Prokuratura Okręgowa w Sosnowcu wykonała czynności z całą trójką zatrzymanych. Z informacji ze śledztwa wynika, że liczba dzieci skrzywdzonych przez dwóch księży jest tożsama z liczbą stawianych im zarzutów – 11.
We wtorek na polecenie śledczych zatrzymano trzech mężczyzn w wieku 59, 63 i 67 lat. Dwaj z nich to czynni duchowni, w tym proboszcz jednej z parafii. Trzeci jest byłym już duchownym, także z diecezji sosnowieckiej. Zarzuty wobec byłego księdza dotyczą okresu, kiedy jeszcze był kapłanem.

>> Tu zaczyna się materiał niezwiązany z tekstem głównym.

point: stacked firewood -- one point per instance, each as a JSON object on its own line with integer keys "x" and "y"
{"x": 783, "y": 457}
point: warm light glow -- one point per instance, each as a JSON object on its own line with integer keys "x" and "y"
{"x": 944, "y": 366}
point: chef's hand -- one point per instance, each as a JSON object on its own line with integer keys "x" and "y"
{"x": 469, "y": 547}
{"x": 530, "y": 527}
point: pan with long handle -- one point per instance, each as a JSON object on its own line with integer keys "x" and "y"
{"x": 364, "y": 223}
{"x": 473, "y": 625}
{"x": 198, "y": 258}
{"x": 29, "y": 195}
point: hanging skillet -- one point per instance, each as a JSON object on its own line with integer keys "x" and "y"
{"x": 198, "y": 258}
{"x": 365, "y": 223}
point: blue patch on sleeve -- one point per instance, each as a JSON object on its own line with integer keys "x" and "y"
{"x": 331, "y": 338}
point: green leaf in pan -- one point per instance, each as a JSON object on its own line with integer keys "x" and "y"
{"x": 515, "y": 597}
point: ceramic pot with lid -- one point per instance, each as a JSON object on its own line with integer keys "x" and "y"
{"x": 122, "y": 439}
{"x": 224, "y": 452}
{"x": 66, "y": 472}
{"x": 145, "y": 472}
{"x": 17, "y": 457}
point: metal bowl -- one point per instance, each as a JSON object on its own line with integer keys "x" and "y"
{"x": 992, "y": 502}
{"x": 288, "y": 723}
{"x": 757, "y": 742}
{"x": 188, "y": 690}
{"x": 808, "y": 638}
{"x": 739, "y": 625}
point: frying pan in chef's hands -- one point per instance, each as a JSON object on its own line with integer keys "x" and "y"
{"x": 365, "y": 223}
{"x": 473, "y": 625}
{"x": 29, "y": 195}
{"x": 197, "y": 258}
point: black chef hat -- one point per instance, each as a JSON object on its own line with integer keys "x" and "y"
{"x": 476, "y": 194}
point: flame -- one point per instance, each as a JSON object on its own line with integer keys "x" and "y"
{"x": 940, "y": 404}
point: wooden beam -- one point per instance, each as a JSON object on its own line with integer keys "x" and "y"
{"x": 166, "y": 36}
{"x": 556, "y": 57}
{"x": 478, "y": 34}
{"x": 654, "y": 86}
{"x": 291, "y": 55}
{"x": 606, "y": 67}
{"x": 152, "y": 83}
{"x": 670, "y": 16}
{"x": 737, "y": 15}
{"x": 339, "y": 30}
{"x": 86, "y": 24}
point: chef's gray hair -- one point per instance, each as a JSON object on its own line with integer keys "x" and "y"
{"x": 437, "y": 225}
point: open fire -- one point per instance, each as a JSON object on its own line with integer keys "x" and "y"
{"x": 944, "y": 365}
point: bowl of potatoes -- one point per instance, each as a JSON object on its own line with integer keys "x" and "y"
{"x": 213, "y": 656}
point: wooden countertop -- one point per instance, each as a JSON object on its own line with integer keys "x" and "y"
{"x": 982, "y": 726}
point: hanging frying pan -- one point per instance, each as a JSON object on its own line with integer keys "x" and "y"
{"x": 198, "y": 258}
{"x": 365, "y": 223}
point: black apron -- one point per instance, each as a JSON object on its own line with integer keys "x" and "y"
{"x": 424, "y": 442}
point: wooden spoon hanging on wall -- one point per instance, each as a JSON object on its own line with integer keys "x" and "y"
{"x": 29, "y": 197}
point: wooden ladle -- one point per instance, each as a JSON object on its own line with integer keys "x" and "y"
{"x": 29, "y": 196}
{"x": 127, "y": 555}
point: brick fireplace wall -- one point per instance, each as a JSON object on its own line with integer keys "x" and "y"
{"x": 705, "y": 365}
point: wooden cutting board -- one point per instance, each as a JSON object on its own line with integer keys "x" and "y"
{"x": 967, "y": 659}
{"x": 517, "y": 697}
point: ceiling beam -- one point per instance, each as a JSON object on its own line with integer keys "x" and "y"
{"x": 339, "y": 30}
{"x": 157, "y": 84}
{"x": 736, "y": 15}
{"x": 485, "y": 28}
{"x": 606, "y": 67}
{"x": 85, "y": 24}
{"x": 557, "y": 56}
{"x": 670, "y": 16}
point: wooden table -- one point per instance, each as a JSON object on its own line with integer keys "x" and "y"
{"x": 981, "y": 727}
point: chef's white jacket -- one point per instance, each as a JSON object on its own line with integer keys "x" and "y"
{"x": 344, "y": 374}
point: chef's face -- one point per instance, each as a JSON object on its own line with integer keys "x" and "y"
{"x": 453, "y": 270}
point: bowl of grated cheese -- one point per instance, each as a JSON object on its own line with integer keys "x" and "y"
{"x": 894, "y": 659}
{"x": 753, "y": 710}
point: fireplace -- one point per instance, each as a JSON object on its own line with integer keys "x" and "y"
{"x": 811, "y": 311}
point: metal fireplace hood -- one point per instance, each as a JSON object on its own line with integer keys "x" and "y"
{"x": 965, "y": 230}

Pomóż w rozwoju naszego portalu
Bartosz Kilian z Prokuratury Okręgowej w Sosnowcu podał, że były ksiądz, który został przesłuchany we wtorek, usłyszał zarzuty dotyczące dwóch oszustw. Po przesłuchaniu został zwolniony – trafił pod dozór policji, ma zakaz zbliżania się do pokrzywdzonych, kontaktowania się z nimi, a także zakaz opuszczania kraju.
Drugi podejrzany usłyszał dwa zarzuty przestępstw o charakterze seksualnym na szkodę dzieci. Prokuratura wystąpiła o aresztowanie go na trzy miesiące, a w środę po południu Sąd Rejonowy w Sosnowcu uwzględnił jej wniosek.
Reklama
Trzeci podejrzany, który we wtorek poczuł się źle, trafił i do szpitala, został przesłuchany dopiero następnego dnia. Usłyszał dziewięć zarzutów, również dotyczących pedofilii. W jego sprawie prokurator nie kierował wniosku o areszt. Zastosował dozór policji, zakaz kontaktowania się w pokrzywdzonymi i ich rodzicami, a także zakaz przebywania w miejscach gromadzenia się dzieci, pracy i opieki nad nimi, a także zakaz opuszczania kraju połączony z zatrzymaniem paszportu.
Prokuratura zaznacza, że dwaj księża mają zarzuty o podobnym - pedofilskim - choć nie tożsamym charakterze. "Choć matematyka może tutaj budzić zastanowienie co do decyzji prokuratury, to pragnę podkreślić, że charakter, a w szczególności naganność i społeczna szkodliwość zachowań, których zdaniem prokuratury dopuścił się aresztowany podejrzany znacznie wykracza poza przewiny, których dopuścił się podejrzany, który został zwolniony" – wyjaśnił prok. Kilian.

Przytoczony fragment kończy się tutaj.